Most of us have been a victim of cold calling at one stage or another. But now the ACCC has had enough and has promised to get tough on scammers.Consumers here are starting to feel the pinch and conned out of ‘thousands’ of dollars every month from such cold calling scams from cons posing as representatives from major companies including Telstra and Microsoft, who have been working with the Australian Competition and Consumer Commission (ACCC) to warns consumers of dangers.
Scams pertaining to the Microsoft brand have been particularly prominent in the previous two months of this year.
Few consumers are falling prey to the fraudsters, says ACCC’s deputy chairman, Peter Kell, however the sheer volume of consumers fielded every day is cause for alarm.
At best it’s hard to know if it’s just a nuisance call from a company or an outright scam. It is common to get calls from Telstra offering additional services so it’s hard to know a con from the real deal. And older people are even more vulnerable, the authority warns.
Some of the big giveaways to a scam are: if it’s too good to be true, it probably is, a spokesperson from the Authority told ChannelNews. Also, if a caller requests money to be sent via wire transfer or other insecure means, this should also set alarm bells ringing.
One consumer I spoke to revealed that they have been subject to several calls from an apparent Telstra rep, although were unsure of its validity and just hung up.
And “it’s not just direct payments that the scam operators are after,” Kell warns.
One of the scams currently doing the rounds are individuals promising to fix a phantom computer virus and asking for remote access to their computer to resolve the ‘issue.’
And the fraudsters are not amateur operations any longer but are “well-resourced and highly organised international criminal groups,” The Australian reports.
The ACCC may also investigate the financial institutions and communications providers who provide them services.
They could also be after personal financial information they can access remotely if a consumer mistakenly allows them to get into the computer on that basis, he warns.
Telephone scams have risen 700 per cent since 2009.

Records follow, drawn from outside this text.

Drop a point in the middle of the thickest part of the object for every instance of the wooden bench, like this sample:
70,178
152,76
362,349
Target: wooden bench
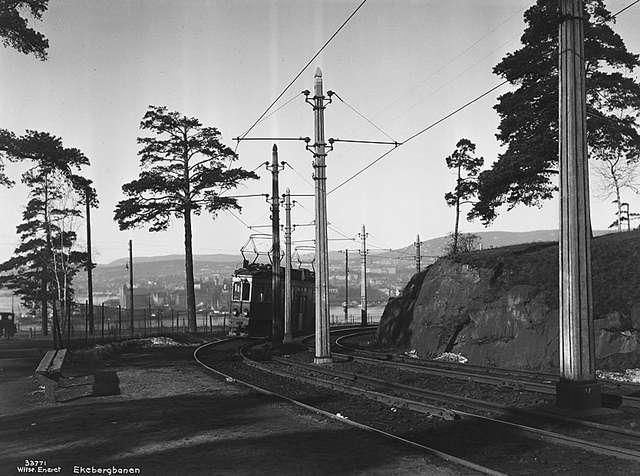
60,388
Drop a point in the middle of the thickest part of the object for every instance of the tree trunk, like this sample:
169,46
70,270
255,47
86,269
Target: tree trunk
455,233
43,305
619,210
188,264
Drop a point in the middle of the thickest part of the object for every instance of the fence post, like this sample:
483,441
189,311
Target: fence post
86,322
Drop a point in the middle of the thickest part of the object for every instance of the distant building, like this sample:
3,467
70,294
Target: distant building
141,297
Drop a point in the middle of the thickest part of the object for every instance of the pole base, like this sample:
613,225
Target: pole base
578,395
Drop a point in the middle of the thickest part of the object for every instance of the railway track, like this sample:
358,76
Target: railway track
441,406
617,393
222,347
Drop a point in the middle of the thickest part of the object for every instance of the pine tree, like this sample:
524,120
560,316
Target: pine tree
14,30
529,113
185,170
44,263
463,159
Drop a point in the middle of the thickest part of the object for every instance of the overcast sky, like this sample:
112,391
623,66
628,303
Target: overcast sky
404,64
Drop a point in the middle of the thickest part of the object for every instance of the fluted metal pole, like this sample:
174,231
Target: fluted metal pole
577,388
363,280
323,350
288,333
277,332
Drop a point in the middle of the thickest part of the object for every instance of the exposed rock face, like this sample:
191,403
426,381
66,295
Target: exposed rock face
502,312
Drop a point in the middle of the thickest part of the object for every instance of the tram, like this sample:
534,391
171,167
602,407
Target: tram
251,307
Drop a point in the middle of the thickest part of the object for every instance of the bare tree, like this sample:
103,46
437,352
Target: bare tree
615,173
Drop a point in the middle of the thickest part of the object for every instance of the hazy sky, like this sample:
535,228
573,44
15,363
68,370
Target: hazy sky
402,63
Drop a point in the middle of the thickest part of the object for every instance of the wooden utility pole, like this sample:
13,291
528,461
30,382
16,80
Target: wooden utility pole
577,388
288,333
131,285
323,350
417,245
277,327
89,263
363,278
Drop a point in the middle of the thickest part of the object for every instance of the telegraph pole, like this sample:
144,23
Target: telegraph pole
417,245
89,263
288,334
131,284
323,350
577,388
277,328
363,280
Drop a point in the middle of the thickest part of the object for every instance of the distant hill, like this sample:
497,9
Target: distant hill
168,270
493,239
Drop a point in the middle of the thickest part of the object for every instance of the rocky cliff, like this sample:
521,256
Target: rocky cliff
500,306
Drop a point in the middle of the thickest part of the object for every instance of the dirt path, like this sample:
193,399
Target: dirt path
173,418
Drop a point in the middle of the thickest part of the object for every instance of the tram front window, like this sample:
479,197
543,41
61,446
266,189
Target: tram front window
236,291
246,288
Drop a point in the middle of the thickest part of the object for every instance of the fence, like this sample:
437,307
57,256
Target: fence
115,322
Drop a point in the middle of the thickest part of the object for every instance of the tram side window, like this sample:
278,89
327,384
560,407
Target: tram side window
246,290
236,291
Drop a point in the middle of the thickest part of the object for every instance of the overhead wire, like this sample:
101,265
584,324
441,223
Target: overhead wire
295,78
413,136
430,126
363,116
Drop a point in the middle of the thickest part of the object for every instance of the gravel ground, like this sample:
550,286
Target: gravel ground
477,442
172,417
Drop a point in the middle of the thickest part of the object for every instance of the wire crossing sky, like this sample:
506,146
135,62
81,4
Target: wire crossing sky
401,65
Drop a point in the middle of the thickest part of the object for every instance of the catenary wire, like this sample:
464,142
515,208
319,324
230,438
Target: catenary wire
420,132
295,78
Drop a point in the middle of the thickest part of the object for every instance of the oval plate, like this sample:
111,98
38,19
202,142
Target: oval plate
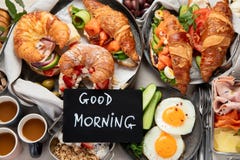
195,74
192,141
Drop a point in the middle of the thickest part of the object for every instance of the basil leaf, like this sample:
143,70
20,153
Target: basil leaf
11,8
20,2
18,16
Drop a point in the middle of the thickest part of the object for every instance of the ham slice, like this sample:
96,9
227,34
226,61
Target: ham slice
226,95
226,102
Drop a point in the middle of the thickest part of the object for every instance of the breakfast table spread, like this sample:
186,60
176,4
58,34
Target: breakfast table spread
142,77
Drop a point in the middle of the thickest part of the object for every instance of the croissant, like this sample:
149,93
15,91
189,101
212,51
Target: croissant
180,50
115,24
215,39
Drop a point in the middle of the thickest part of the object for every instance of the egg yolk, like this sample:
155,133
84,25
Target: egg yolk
174,116
165,145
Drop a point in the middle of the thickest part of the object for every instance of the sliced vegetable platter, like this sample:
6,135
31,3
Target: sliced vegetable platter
123,76
184,16
152,96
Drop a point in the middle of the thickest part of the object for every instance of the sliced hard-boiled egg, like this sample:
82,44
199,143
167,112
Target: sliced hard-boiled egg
159,145
158,14
175,116
168,72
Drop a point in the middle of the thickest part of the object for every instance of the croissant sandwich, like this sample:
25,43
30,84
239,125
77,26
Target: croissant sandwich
212,36
116,27
171,50
37,35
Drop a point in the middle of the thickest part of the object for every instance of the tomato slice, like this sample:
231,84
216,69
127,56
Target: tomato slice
49,72
201,17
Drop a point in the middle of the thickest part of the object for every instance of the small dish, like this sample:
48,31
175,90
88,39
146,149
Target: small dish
219,113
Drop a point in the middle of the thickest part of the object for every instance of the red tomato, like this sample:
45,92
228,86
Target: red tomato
68,81
49,72
201,17
88,145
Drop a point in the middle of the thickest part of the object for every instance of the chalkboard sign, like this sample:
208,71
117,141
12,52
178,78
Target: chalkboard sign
102,115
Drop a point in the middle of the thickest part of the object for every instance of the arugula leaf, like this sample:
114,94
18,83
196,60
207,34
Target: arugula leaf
11,8
165,79
20,2
2,29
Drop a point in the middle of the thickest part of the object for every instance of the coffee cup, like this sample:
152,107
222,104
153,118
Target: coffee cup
9,110
32,129
10,146
3,82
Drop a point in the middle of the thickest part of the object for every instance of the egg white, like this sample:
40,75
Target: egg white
189,111
149,145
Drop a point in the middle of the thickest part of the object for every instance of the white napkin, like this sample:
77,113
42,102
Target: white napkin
45,100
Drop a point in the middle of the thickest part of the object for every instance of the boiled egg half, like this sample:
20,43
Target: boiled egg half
175,116
159,145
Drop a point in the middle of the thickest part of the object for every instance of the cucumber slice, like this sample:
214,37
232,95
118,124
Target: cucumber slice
148,94
150,110
183,9
198,61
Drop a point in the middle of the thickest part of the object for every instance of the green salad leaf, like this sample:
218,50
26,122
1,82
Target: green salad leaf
13,11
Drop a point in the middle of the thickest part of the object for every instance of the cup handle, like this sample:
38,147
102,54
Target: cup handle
35,149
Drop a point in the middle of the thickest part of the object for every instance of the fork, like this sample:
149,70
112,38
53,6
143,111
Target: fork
202,99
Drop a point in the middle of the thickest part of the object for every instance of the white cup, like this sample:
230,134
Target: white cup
3,119
35,143
26,119
17,148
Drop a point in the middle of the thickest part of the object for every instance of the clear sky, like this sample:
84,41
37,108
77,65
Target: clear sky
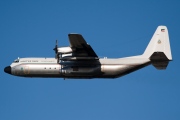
114,28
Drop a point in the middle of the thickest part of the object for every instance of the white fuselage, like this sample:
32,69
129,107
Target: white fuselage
102,68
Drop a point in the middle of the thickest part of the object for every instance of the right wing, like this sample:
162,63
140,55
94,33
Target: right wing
80,47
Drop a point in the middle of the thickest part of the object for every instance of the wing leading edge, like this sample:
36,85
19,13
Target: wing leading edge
80,47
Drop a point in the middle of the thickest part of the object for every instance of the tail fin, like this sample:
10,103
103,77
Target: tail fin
158,49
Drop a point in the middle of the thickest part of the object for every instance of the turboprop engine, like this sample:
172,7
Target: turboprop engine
64,50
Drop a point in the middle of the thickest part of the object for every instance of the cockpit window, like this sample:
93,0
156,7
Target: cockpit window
16,61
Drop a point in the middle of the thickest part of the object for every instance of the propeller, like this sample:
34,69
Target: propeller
56,47
56,50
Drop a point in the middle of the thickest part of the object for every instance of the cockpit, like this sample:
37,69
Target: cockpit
16,60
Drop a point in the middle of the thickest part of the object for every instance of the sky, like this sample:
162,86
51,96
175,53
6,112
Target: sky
114,29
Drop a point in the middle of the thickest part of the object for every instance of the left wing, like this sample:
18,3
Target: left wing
80,48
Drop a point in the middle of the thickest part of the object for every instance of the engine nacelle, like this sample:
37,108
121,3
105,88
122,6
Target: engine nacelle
81,71
64,50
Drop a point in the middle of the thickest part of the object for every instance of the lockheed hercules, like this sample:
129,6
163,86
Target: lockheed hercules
80,61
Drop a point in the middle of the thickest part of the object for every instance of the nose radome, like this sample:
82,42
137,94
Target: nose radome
7,69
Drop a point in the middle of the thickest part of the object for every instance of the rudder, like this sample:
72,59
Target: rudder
158,49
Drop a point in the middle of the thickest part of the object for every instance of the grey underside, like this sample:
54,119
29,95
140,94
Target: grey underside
103,68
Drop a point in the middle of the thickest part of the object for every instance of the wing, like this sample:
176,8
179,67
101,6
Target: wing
80,47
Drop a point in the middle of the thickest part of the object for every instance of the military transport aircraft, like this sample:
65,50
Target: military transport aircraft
80,61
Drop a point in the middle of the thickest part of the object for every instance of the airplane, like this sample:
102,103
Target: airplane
80,61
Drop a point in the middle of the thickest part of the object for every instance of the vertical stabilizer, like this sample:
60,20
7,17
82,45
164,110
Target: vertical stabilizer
159,43
158,49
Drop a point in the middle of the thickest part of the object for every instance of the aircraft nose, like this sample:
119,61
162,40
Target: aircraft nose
7,69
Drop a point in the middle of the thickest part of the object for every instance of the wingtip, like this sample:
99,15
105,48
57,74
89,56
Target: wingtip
73,34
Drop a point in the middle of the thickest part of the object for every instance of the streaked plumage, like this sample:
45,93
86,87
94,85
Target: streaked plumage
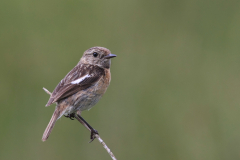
82,87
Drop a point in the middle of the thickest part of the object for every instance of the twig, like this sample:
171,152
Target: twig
95,135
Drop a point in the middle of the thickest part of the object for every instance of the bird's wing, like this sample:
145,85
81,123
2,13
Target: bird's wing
79,78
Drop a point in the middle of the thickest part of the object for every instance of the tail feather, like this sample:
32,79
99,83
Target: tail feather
51,124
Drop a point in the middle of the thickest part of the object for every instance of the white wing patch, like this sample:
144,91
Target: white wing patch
80,79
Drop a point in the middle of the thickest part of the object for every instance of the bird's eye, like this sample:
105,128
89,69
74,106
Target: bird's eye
95,54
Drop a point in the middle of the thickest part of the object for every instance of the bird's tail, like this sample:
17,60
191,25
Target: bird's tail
51,124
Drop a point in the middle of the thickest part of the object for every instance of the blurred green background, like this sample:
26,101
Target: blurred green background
175,84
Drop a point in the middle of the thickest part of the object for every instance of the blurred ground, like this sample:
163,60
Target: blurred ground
175,84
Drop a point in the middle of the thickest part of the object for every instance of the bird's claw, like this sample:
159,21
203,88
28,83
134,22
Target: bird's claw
93,133
71,116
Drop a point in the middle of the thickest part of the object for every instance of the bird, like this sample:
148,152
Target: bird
81,88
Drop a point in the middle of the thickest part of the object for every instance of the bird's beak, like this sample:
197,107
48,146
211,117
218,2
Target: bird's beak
110,56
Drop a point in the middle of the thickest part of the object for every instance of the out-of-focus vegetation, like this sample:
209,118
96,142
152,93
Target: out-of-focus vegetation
175,84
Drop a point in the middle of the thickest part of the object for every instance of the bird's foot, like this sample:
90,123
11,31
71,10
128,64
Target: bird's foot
71,116
93,133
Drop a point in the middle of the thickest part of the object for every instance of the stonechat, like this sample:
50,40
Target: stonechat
82,87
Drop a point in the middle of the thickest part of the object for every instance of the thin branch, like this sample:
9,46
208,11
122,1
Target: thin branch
95,135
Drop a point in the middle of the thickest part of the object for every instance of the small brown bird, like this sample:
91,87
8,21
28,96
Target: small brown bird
82,87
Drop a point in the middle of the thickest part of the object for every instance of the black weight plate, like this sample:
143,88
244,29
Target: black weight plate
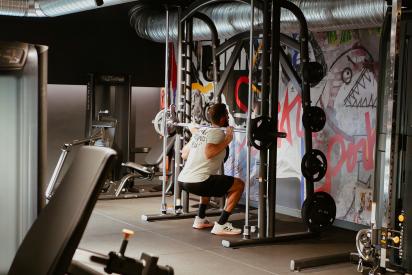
260,129
314,118
314,165
318,211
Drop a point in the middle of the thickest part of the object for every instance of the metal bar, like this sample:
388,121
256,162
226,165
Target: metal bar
262,222
243,36
388,110
151,218
215,45
196,5
239,130
277,239
304,58
188,90
178,141
299,264
166,99
56,173
246,228
380,118
274,98
229,67
290,71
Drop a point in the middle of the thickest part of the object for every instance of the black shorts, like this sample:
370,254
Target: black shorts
214,186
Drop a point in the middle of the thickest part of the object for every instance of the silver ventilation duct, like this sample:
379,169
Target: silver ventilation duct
41,8
234,17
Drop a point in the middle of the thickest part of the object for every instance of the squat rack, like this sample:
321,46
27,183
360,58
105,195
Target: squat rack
272,55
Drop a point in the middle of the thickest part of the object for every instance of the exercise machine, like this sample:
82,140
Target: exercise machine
75,198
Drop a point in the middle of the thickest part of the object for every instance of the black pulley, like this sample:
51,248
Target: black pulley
313,73
227,153
260,132
314,165
314,118
318,211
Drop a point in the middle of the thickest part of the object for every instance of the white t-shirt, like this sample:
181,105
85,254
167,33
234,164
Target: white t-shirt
197,167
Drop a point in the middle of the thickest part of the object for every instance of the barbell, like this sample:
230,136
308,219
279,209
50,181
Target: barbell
261,134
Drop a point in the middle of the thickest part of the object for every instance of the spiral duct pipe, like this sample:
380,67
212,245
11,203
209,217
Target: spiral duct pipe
231,18
41,8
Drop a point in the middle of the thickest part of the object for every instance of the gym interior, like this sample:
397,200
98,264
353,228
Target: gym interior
99,97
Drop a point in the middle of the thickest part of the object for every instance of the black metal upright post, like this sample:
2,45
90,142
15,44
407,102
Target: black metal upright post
266,51
187,87
274,98
270,76
304,60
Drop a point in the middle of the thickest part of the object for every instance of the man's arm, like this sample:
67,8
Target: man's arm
185,151
212,150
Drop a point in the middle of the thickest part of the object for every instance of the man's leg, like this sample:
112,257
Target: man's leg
204,201
233,196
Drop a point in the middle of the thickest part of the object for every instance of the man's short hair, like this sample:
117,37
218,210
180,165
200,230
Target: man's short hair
216,112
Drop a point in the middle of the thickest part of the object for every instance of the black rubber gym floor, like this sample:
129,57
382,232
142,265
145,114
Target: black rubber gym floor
191,251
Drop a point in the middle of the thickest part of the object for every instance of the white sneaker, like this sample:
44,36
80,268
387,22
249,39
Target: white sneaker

“That is an issue that the ACCC will be looking at in greater detail later this year, along with other international regulators, to see if we can target some of these calls more directly and seek international cooperation, as we have in the cases of some other scams.”
The ACCC launched a SCAMwatch service in December due to a rise in
scammers looking for personal details off unsuspecting consumers.
Among the other common scams it identified are fake flight booking web sites, where consumers think they have booked flights online but the website they booked through is fake and so are their bookings.